La primera del lote es la del sembrador. Jesús no se limita a presentar la parábola, también la explica, desmenuza, vuelve comprensible a sus discípulos. El grano caído en el camino representa a quienes escuchan el anuncio del reino de Dios pero no lo acogen; de modo que llega el Maligno y se lo zampa. El Maligno, en efecto, no quiere de ninguna manera que la semilla del Evangelio germine en el corazón de los hombres, hasta ahí podíamos llegar. Esta es la primera comparación. Pero luego vienen las otras ya tratadas antes. El modelo perfecto de esta tierra buena, la cosa resulta evidente, es la Virgen María.

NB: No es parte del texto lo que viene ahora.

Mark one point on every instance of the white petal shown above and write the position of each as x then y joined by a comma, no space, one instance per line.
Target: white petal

Esta parábola, por otra parte, habla hoy a cada uno de nosotros, como hace dos mil años a quienes escuchaban a Jesús. Nos trae a la memoria que nosotros somos el terreno donde el Señor arroja incansablemente y a voleo la semilla de su Palabra y de su amor. ¿Con qué disposición la acogemos? Más aún: podemos plantearnos la pregunta de cómo es nuestro corazón. ¿A qué terreno se parece más: a un camino, a un pedregal, a una zarza? Depende a la postre de nosotros convertirnos en terreno bueno, sin espinas ni piedras ni abrojos, sino trabajado y cultivado y con esmero desbrozado, a fin de que pueda dar buenos frutos para nosotros y nuestros hermanos.

Bien nos hará, y sirva de broche, no dar al olvido que también nosotros somos sembradores. Negarlo sería tanto como decir que el cristiano no tiene por qué ser apóstol. Dios siembra semilla buena. También aquí, pues, cabe plantearse la pregunta: ¿qué tipo de semilla sale de nuestro corazón y de nuestra boca? No es cosa de que analicemos ahora, al término de estas reflexiones, la palabra como herramienta. Nuestras palabras son el instrumental necesario para transmitir a los demás el pensamiento: pueden hacer mucho bien y también mucho mal, sin duda; pueden curar y pueden herir; pueden alentar y pueden deprimir, pueden alegrarnos y pueden entristecernos.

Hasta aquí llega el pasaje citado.